Their acute sense of these national security politics were on display Tuesday when Romney joined former New York City Mayor Rudy Giuliani, whose legacy is forever tied to his handling of the bin Laden-directed attacks on lower Manhattan. They met at a firehouse that suffered particularly steep losses on Sept. 11, 2001, and hailed the president for authorizing the mission.
“I acknowledged a year ago that the president deserves credit for the decision he made, and I continue to believe that, and certainly would have taken that action myself,” said Romney, alongside Giuliani.
Mitt Romney and former Mayor Rudy Giuliani reflected on the anniversary outside a fire station on Sixth Avenue in New York City. Radio host Michael Smerconish and NBC's Chuck Todd join NewsNation to discuss.
But the former Massachusetts governor didn’t entirely steer clear of challenging Obama’s foreign policy gravitas, either.
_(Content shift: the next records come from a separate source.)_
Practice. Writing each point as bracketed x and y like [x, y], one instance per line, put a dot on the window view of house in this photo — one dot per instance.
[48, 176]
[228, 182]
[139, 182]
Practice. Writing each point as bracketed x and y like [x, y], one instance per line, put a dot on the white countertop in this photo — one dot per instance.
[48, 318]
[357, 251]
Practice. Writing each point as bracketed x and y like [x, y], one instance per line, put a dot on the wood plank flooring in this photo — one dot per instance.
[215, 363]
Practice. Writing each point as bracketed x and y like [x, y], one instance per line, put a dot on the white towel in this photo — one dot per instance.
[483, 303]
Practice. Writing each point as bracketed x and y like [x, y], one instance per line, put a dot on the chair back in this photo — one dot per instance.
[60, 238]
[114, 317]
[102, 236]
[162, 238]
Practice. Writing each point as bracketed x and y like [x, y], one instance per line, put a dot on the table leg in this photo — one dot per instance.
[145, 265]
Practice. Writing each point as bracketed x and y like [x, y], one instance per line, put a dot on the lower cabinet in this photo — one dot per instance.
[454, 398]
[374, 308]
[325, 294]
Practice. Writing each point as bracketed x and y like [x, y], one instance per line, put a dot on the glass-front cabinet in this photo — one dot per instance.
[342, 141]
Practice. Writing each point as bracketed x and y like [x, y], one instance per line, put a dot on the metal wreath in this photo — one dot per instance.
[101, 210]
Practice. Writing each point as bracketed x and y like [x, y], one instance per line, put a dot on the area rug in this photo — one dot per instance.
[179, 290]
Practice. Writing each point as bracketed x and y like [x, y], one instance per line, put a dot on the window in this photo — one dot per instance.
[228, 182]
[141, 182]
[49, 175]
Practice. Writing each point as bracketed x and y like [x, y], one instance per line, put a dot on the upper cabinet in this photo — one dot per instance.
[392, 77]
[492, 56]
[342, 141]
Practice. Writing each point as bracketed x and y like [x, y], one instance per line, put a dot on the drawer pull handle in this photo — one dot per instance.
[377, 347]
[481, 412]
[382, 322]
“I think I said the same thing then as … Joe Biden,” Romney said in reference to his own skepticism in 2007 of whether it was worth leveraging all of the resources in the U.S. to find bin Laden. “It was naive of the president to announce he would go into Pakistan. We always reserve the right to go anywhere to get Osama bin Laden.”
And today, in an official trip that squarely framed the president as America’s top military official, Obama went to that same corner of the world to mark the one-year anniversary of having done just that.